Posted on: September 4, 2019

“Cellist Barbara Bogatin remembers when things shifted, as if by a gale force wind, in 1995,” writes Christina Schreil in Sunday’s (8/31) Nob Hill Gazette (San Francisco). “It was Bogatin’s second year at the San Francisco Symphony…. ‘When Michael came, there was a huge burst of energy,’ Bogatin recalls…. ‘It was a more contemporary, informal approach.’ He befitted sophisticated, open-minded audiences embracing experimentation…. From the start, Tilson Thomas was named an innovator…. Twenty-five years later, nearing his closing season as music director, he rings less as classical music’s peace breaker and more as its keystone. He’s the founder and artistic director of the New World Symphony and conductor laureate of the London Symphony Orchestra…. Amid mounting accolades, some wonder if he’s tamed…. Today’s landscape—which MTT helped terraform—expects unrepressed innovation alongside beloved classical standards…. Instead of stepping outside the box, is he keener on polishing it?
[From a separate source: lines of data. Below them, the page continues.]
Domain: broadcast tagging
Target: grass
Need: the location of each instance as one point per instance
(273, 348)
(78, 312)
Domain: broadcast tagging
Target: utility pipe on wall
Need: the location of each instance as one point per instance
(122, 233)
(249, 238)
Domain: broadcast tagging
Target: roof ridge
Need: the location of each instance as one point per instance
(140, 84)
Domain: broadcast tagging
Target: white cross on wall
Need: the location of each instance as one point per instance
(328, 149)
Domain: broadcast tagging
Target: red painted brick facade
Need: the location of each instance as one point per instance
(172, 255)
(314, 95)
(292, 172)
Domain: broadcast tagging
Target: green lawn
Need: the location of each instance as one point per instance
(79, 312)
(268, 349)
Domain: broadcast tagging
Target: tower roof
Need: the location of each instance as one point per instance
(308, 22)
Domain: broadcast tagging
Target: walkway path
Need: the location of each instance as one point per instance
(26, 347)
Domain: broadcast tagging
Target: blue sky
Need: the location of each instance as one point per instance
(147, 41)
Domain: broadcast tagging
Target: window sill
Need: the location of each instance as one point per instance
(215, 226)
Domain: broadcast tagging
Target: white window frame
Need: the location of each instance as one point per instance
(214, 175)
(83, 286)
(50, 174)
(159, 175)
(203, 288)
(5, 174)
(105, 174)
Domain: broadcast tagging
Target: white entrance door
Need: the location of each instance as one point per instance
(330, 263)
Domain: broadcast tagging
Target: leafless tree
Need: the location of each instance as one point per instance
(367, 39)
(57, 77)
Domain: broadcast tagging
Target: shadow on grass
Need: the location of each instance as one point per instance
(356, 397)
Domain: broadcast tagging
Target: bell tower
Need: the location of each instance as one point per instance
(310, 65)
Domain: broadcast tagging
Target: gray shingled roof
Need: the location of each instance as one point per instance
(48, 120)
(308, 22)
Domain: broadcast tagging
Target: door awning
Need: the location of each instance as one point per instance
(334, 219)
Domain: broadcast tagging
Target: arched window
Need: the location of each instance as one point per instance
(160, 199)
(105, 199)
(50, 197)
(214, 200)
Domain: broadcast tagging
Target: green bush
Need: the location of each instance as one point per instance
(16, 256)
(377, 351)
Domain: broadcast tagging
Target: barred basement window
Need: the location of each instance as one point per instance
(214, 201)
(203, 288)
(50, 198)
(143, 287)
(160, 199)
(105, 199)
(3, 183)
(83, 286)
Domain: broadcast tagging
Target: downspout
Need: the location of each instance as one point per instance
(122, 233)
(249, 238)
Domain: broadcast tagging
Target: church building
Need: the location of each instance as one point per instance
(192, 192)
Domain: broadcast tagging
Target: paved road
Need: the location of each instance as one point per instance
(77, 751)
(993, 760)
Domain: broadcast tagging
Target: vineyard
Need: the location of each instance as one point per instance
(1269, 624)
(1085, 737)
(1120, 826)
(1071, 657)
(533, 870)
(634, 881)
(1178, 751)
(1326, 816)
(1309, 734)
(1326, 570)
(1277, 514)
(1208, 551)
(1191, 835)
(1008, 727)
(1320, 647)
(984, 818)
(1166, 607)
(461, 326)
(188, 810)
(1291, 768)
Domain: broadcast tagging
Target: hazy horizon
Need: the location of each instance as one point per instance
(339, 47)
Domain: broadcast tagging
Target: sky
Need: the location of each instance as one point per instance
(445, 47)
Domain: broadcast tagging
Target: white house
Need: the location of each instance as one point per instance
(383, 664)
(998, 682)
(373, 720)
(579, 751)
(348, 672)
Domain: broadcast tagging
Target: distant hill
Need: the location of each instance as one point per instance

Jesse Rosen, president of the League of American Orchestras, disagrees. ‘He’s pursuing parallel paths—investment in the core and also staying consistently at the forefront of real important break-throughs…. It’s not just this idea of innovating and expanding repertoire but also positioning the orchestra in very central way, connected to its community,’ ” says Rosen.